Read The Keeper of the Walls Online

Authors: Monique Raphel High

The Keeper of the Walls (62 page)

Nicky tried to itemize, in his head, all the things he had brought with him to Nice. Mechanically, he laid out his identification card, his French passport, and some extra photographs on the counter, but his heart was pounding erratically. “I don't think my mother gave it to me,” he said. “In fact . . . the only time I've ever needed it was to obtain this passport, in Paris. We thought it would be sufficient.”

The young woman's mouth became a thin line. “We can't proceed without the birth certificate,” she said brusquely. “Anyone can forge another person's identification card, and even his passport. We need the authorization of both the French and the German governments in order to issue someone a visa.”

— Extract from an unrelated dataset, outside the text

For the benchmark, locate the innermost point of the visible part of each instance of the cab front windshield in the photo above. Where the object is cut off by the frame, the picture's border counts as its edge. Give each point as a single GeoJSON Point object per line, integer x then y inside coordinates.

All at once, as the bottom seemed to be falling out of the floor where he was standing, Nicky had a dizzying sensation of why Consul Asch was able to walk around fearlessly. The Americans were protected by an inviolable wall that separated them from the rest of the world. He understood then how it was that Wolf Steiner's ship of immigrants had been casually turned away. Perhaps they, too, had left their birth certificates behind. A quick anger sweeping through him, he left the building, his feet making quick, clattering sounds on the outer steps.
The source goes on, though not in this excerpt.